La Tunisie ressemble de plus en plus au navire insubmersible qu’était le Titanic. En 1912, le monde entier le pensait trop grand, trop rapide et trop avancé technologiquement pour couler. Il en était de même pour notre révolution, les présidents et les nations se sont levés et ont applaudi. Dans mon université de Harvard, il y a eu une “standing ovation” au milieu de sa célèbre place Harvard. Aujourd’hui, nous avons presque honte de la politique de nos leaders et de l’image qu’ils nous attribuent aux yeux du monde entier.

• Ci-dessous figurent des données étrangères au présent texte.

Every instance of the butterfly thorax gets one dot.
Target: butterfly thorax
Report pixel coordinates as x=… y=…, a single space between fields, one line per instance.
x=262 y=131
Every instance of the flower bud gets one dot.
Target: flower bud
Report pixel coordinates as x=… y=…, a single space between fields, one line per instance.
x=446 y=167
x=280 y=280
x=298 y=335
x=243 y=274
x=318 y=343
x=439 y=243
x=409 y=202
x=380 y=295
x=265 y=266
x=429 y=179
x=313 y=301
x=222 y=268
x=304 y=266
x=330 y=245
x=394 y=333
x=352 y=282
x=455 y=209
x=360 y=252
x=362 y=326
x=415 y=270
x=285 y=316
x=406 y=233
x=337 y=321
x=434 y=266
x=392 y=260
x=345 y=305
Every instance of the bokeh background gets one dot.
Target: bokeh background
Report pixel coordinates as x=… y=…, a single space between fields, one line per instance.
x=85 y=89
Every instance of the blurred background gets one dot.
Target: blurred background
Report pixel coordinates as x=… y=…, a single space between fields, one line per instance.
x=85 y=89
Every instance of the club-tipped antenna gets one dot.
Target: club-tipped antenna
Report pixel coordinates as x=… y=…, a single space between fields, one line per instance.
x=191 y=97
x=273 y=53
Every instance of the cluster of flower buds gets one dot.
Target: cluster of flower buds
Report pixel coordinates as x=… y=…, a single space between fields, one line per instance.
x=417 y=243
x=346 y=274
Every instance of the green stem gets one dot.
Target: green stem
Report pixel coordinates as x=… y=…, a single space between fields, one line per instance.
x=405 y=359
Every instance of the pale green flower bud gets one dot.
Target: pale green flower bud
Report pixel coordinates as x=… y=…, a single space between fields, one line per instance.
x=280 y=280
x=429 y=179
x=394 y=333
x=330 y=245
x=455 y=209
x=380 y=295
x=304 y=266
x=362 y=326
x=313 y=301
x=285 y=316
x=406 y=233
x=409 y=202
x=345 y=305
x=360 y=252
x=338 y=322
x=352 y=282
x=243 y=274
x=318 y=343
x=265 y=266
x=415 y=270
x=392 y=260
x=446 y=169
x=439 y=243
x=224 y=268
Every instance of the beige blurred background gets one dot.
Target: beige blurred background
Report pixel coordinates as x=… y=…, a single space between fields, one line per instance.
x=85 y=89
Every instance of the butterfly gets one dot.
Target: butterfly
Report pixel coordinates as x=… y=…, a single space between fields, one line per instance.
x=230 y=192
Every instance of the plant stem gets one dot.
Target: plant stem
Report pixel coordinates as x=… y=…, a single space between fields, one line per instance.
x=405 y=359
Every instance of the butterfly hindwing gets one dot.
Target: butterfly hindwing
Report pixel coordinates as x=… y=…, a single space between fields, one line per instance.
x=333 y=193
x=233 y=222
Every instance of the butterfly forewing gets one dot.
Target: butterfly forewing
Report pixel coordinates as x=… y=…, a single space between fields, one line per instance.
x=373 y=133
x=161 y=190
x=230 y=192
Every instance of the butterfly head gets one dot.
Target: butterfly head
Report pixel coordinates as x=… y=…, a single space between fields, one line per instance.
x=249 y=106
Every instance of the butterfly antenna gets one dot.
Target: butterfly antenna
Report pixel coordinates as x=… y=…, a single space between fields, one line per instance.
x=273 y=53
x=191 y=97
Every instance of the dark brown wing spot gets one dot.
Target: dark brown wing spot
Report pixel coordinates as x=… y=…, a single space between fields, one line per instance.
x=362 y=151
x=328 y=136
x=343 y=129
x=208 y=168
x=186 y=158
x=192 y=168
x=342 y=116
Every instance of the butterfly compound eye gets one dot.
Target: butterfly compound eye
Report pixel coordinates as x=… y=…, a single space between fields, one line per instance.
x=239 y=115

 Il y a exactement 100 ans, le navire insubmersible n’a pas coulé à cause d’une mauvaise stratégie, d’une mauvaise technologie, ou des eaux difficiles. Il a coulé parce que son capitaine se reposait trop sur tout, sauf sur ses proches et son équipe. Il n’a pas tenu compte de ses limites, des compétences de son équipe, et n’a fait aucune préparation regardant les problèmes qui pourraient se poser lors du voyage. Mais surtout, en apprenant que le navire avait heurté l’iceberg, il n’a pas su quoi faire, ce qui a coûté  la vie à un très grand nombre de personnes.

 Nos dirigeants d’aujourd’hui, et je veux le dire clairement, dans le gouvernement d’abord et dans l’opposition ensuite, ne sont pas différents du capitaine Smith. Ils n’ont pas les compétences pour naviguer en eaux difficiles. Ils n’ont pas le bons sens d’inclure les autres dans les prises de décision, ni l’empathie pour communiquer avec ceux qui leur faisaient confiance pour les mener à bon port.

 C’est décourageant, attristant, et démoralisant de voir le parti au pouvoir tout faire pour consolider sa position, construire sa base, et se fortifier en vue de maintenir sa position sur le long terme. Pratique courante pour n’importe quel parti au pouvoir, certes; mais dans notre cas, elle se fait aux dépends de la population et du peuple pauvre auquel le parti avait promis de l’aide. Chaque aspect de nos vies a empiré depuis le 14 Janvier, et l’avenir dans les mains de ce parti est sombre au mieux.

 Il est tout aussi décevant de voir des partis d’opposition s’engager dans des querelles et luttes de pouvoir internes, alors qu’aucun d’entre eux ne s’est présenté pour être un concurrent viable dans les prochaines élections.

 Nous, le peuple Tunisien, sommes les véritables perdants dans tout cela !  Quelles possibilités avons-nous ? Comment pouvons-nous obliger les dirigeants à répondre à nos besoins au lieu des leurs ? Avons-nous le temps de changer les règles du jeu quelques mois seulement avant les prochaines élections ? Devons-nous tout simplement abandonner ces élections et se concentrer sur celles qui auront lieu dans cinq ans ?

 Je suis d’avis que ni le parti actuellement au pouvoir, ni l’opposition ne peuvent nous mener seuls sains et saufs au rivage. Qu’est-il arrivé à « tous pour un et un pour tous»? Des promesses n’ont-elles pas été faites, et un serment prêté devant Dieu ?

 Je suis convaincu que la seule solution que nous ayons est de nous réunir autour d’un objectif commun appelé « Tunisie ». Rien n’est plus important, ni plus valeureux que notre avenir et celui de nos enfants. Martin Luther King Jr a dit une fois : « Ne nous laissons pas plaire dans la vallée du désespoir. Nous  ferons face aux difficultés d’aujourd’hui et de demain, et je continuerais toujours à avoir un rêve », et je persisterais à avoir ce rêve d’une Tunisie meilleure, prospère, libre et démocratique.